Hindari Sebut Korban Gempa Tsunami Sulteng Alami Trauma

Dalam situasi darurat, penyematan istilah trauma dan depresi pada korban bencana malah dikhawatirkan memicu dampak buruk berkepanjangan bagi para korban.

oleh Giovani Dio Prasasti diperbarui 05 Okt 2018, 19:00 WIB
Jokowi mengunjungi korban gempa dan tsunami yang dirawat di rumah sakit darurat di Bandara Mutiara Sis Al-Jufri, Kota Palu, Sulawesi Tengah. (Foto: Setkab)

Liputan6.com, Jakarta Istilah trauma healing atau penyembuhan trauma banyak digunakan terkait menyembuhkan kejiwaan di tengah bencana, seperti yang dialami korban gempa Palu, Donggala, dan sekitarnya. 

Mengutip laman Sehatnegeriku.kemkes.go.id pada Jumat (5/10/2018), Ketua Perhimpunan Dokter Spesialis Kesehatan Jiwa (PDSKJI) dr. Eka Viora, Sp. KJ mengatakan, kondisi kejiwaan para penyintas gempa Palu tersebut sesungguhnya adalah situasi yang normal dalam kondisi abnormal.

"Kemarahan, tidak menerima kenyataan, atau kehilangan anggota keluarga, tentu hal tersebut akan berdampak pada perilaku seseorang. Apalagi ditunjang dengan kondisi listrik belum menyala, BBM sulit, bahan makanan menipis, dan sebagainya," kata Eka di Ruang Narantha Kementerian Kesehatan, Kuningan, Jakarta pada Kamis sore (4/10/2018).

 

Simak juga video menarik berikut ini:

 

 

2 dari 3 halaman

Istilah Trauma Healing Kurang Tepat

Warga mengevakuasi kantong jenazah berisi jasad korban tsunami di Palu, Sulawesi Tengah , Sabtu (29/9). Gelombang tsunami setinggi 1,5 meter yang menerjang Palu terjadi setelah gempa bumi mengguncang Palu dan Donggala. (AP Photo/Rifki)

Menurut Eka, dalam situasi darurat semacam itu, penyebutan istilah trauma, depresi, serta label yang disematkan para korban dengan gangguan stres pascatrauma sebaiknya dihindari. Dikhawatirkan memicu dampak buruk berkepanjangan bagi para korban.

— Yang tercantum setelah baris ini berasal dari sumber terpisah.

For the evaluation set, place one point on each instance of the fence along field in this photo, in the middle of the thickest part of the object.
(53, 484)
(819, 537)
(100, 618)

“Di awal-awal terjadi ini sudah banyak yang menyebut bahwa para korban mengalami stres pascatrauma. Belum. Karena untuk menegakkan diagnosis pasca trauma itu ada kriterianya berdasarkan klasifikasi penyakit secara internasional (ICD-10) ada kriteria waktu,” imbuh Eka Viora.

Istilah psychological first aid atau pertolongan psikologis pertama untuk penyintas korban bencana adalah yang paling tepat diberikan, ketimbang "trauma healing". "Karena apa yang mereka rasakan, emosi yang mereka tunjukkan merupakan reaksi yang normal dalam situasi yang tidak normal," ujar Eka.

 

3 dari 3 halaman

Intervensi Dukungan Psikososial Bantu Pemulihan

Dua pasien anak korban gempa bumi dan tsunami Palu dirawat di halaman Rumah Sakit Undata, Palu, Sulawesi Tengah, Kamis (4/10). Mereka dirawat menggunakan tenda bantuan dengan fasilitas seadanya. (Liputan6.com/Fery Pradolo)

Eka menambahkan, yang perlu diberikan pada situasi darurat semacam ini adalah dukungan sosial dan psikososial. Seperti mendengarkan keluhan mereka, serta mempermudah pemenuhan kebutuhan dasar.

Hal ini membantu kestabilan emosi para penyintas agar kembali pulih dan menuju normal emotional state. Dengan intervensi dukungan psikososial yang tepat sejak awal, akan membantu mempercepat proses pemulihan.

Selain itu, semua penyintas baik anak maupun dewasa, perempuan dan laki-laki, membutuhkan psychological first aid atau dukungan kesehatan jiwa dan psikososial. Hal ini perlu diberikan oleh semua relawan yang menghadapi langsung para korban yang selamat dari bencana.